Case #4: Using Cosmos for Synthetic Dataset Augmentation#

Scenario#

When developing a synthetic dataset, development traditionally takes a lot of visual expertise and time to create. Cosmos Transfer1 makes it possible to create massive amounts of variations via prompts and close the appearance domain gap, effortlessly creating photorealistic results from a much smaller synthetic ground truth dataset. In this example, we will develop a basic workflow for modifying an existing synthetic dataset using Cosmos Transfer1.

Learn more about Cosmos Transfer1

Preparing a Synthetic Dataset with Omniverse Isaac Sim and Replicator#

Isaac Sim enables developers to develop, simulate, and test AI-driven robots in physically-based virtual environments. In this example we use Replicator within Isaac Sim to generate ground truth Synthetic Data. This is then used as inputs for Cosmos Transfer1 to guide the outputs.

Prerequisites#

Familiarity with USD / Isaac Sim APIs for scene creation and manipulation.
Familiarity with omni.replicator and its writers.
Running simulations as Standalone Applications or via the Script Editor.

Scenario Setup#

The following scene uses the warehouse environment from the Isaac Sim Documentation.

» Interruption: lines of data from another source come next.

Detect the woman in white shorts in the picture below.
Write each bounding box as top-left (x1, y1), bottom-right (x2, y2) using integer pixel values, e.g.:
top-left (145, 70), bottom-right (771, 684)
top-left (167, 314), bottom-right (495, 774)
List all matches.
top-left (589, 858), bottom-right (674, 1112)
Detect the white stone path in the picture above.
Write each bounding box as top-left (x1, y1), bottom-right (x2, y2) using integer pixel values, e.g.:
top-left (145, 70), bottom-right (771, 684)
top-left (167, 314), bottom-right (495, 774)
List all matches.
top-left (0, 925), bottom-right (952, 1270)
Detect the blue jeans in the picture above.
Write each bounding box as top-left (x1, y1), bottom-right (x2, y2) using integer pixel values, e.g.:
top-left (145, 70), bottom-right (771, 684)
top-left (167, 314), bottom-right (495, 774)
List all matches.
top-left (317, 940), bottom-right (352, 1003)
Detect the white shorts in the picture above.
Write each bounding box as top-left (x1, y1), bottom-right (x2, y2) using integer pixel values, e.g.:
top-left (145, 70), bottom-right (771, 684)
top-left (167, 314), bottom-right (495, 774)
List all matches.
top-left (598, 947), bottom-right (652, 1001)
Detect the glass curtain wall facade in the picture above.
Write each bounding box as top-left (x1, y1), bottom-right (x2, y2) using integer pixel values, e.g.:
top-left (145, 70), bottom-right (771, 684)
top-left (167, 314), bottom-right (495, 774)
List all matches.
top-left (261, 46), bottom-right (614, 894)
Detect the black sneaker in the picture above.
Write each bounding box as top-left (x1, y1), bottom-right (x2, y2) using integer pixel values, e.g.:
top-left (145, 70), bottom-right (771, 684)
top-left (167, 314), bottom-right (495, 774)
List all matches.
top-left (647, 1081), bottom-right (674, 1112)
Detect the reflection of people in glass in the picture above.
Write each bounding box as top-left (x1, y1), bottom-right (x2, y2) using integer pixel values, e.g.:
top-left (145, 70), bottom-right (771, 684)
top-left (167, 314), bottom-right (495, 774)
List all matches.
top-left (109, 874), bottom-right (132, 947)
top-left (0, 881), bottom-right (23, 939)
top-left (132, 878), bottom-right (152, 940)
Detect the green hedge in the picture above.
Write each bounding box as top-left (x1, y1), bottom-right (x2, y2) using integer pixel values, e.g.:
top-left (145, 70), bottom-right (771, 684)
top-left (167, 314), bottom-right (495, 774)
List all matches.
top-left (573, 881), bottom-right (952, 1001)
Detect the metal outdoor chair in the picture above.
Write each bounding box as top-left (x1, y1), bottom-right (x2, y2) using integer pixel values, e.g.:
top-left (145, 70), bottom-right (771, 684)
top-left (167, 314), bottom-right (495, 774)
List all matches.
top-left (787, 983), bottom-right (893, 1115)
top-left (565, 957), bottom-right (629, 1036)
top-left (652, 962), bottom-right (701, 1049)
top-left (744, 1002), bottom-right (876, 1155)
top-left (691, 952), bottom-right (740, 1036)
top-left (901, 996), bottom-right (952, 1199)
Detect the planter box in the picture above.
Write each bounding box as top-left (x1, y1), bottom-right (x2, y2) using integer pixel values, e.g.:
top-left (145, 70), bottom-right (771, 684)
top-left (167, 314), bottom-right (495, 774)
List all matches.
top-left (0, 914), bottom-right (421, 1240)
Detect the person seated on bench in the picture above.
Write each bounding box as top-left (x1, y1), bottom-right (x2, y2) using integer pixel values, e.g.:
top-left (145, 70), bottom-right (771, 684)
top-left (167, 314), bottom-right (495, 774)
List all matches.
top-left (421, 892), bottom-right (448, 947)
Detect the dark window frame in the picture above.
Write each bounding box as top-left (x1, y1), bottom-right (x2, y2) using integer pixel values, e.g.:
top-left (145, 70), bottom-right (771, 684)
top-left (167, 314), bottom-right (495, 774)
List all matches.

The scene has a distant camera with a person, a moving forklift and a sparse background for the purposes of demonstrating various possibilities with Cosmos Transfer1.

Download and Install. Isaac Sim 4.5 or higher. We recommend the Workstation Installation, as this example uses the Editor.
Launch Isaac Sim through the App Selector.
The stage asset used is the same found in the Getting Started section of the Isaac Sim Documentation.
Browse under SAMPLES > REPLICATOR > STAGE > full_warehouse_worker_and_anim_cameras.usd, or it can be loaded using the Content Browser by inserting the whole URL in the path field.

Note

The scene may initially take some time to open, downloading assets as needed and compiling shaders.

Implementation with Replicator Cosmos Writer#

We introduce a new Replicator Writer CosmosWriter. CosmosWriter generates AOVs such as canny, depth and segmentation as videos ready to be used as inputs for Transfer1.

Open the cosmos_writer_example.py script file and set the variable output_path to a local directory, then save.
With the scene open, run the script in the Script Editor, either opening the script file through the File > Open menu, or by pasting the script text into the open tab within the Script Editor.
Don’t forget to press the Run button at the bottom of the Script Editor to execute the script and start generating the Synthetic Data output videos.

Note

CosmosWriter will be included in Isaac Sim 5.0 natively, so please use the Isaac Sim 5.0 script.

Once run, the writer outputs will be generated under the output_path as frames and .mp4 videos ready to be used with Cosmos Transfer1.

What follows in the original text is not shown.